Empirical Evaluation: Comparative Analysis
Benchmarking against MemOS and SimpleMem using the LoCoMo-10 dataset, MemArchitect demonstrates markedly improved aggregate accuracy (+7.45%), confirming the efficacy of policy-driven governance over raw compression or OS-style infinite retention.
- Against SimpleMem (Qwen-3B backbone), MemArchitect achieves dominant improvements across all tasks, notably temporal reasoning (+39.2% accuracy), as policy-driven retention preserves critical temporal markers.
- Against MemOS (Llama-3.1-8B backbone), MemArchitect sacrifices some raw recall (notably in temporal reasoning, -44.9% accuracy) due to aggressive decay. However, it surpasses MemOS in open-domain and multi-hop tasks (+11.3% and +4.1% respectively), indicating superior semantic synthesis and resilience against context pollution.
- These results substantiate the claim that adjudication models shift failure modes from uncontrolled hallucination towards tunable pruning, a manageable trade-off for agentic robustness.
Implications and Research Trajectory
MemArchitect’s explicit governance protocols articulate a new paradigm for memory management in agentic LLM architectures. By adopting active adjudication policies, the system enables sustained coherence for multi-session personalization, compliance, and reliable factual recall. Practically, it reduces context pollution and the proliferation of "zombie memories," making LLM agents suitable for critical deployment scenarios demanding longitudinal reliability and privacy.

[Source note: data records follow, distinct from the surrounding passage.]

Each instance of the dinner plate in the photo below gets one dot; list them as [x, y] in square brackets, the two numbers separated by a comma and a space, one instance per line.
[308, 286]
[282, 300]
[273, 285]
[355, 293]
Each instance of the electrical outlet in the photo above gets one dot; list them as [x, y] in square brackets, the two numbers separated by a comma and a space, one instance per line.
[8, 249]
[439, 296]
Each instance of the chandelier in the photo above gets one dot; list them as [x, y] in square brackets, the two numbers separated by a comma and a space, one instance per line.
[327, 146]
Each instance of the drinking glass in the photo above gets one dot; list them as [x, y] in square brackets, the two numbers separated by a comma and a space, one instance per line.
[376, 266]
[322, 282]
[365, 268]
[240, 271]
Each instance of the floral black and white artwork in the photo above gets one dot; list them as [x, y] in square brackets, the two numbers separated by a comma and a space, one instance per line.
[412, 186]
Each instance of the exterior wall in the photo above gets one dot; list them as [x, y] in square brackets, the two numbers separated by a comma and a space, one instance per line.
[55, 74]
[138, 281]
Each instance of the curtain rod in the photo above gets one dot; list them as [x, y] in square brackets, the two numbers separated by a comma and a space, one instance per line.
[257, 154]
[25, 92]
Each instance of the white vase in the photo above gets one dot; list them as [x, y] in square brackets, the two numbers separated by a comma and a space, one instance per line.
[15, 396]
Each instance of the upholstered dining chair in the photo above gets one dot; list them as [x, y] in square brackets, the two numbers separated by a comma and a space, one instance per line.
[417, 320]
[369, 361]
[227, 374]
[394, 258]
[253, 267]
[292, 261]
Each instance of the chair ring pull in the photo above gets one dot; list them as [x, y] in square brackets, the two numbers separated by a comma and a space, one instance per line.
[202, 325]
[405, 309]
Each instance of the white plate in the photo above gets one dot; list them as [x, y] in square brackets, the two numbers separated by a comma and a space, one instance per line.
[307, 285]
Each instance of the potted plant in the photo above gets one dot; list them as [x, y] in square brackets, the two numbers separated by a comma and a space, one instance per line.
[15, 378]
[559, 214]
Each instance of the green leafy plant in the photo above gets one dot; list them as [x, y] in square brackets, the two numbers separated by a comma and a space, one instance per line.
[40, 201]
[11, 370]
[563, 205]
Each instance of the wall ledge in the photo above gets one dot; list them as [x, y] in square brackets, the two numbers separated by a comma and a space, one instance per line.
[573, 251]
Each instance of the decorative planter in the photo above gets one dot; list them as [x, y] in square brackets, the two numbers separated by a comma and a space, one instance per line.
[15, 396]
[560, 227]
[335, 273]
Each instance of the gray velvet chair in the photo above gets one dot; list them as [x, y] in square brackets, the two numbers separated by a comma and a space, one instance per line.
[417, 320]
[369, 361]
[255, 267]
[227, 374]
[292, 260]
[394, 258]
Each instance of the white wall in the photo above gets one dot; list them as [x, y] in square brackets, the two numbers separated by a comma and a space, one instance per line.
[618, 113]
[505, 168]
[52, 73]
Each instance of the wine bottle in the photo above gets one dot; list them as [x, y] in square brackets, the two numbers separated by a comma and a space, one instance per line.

The architecture's implications extend to future developments: integrating advanced NLI-based conflict resolvers, refining FSRS calibration for low-frequency fact retention, enforcing compliance (e.g., "Right-to-be-Forgotten"), and expanding evaluations on benchmarks such as LongMemEval, PreFEval, and PersonaMem. The approach positions memory governance as a tunable, policy-driven layer, potentially transformable into learned-regulatory modules for continual adaptation.
Conclusion
MemArchitect establishes a policy-driven governance layer for memory lifecycle, consistency, retrieval, and compliance in agentic LLM architectures. Empirical benchmarks indicate strong aggregate improvements in accuracy and semantic integrity compared to algorithmic and system-level baselines. The architecture shifts agentic memory management from passive storage and compression toward active, policy-controlled adjudication, substantiating the necessity of explicit governance for long-term dependable AI agents. Future research will target robustness, benchmark generalization, and expanded policy enforcement for compliance and personalized agent memory.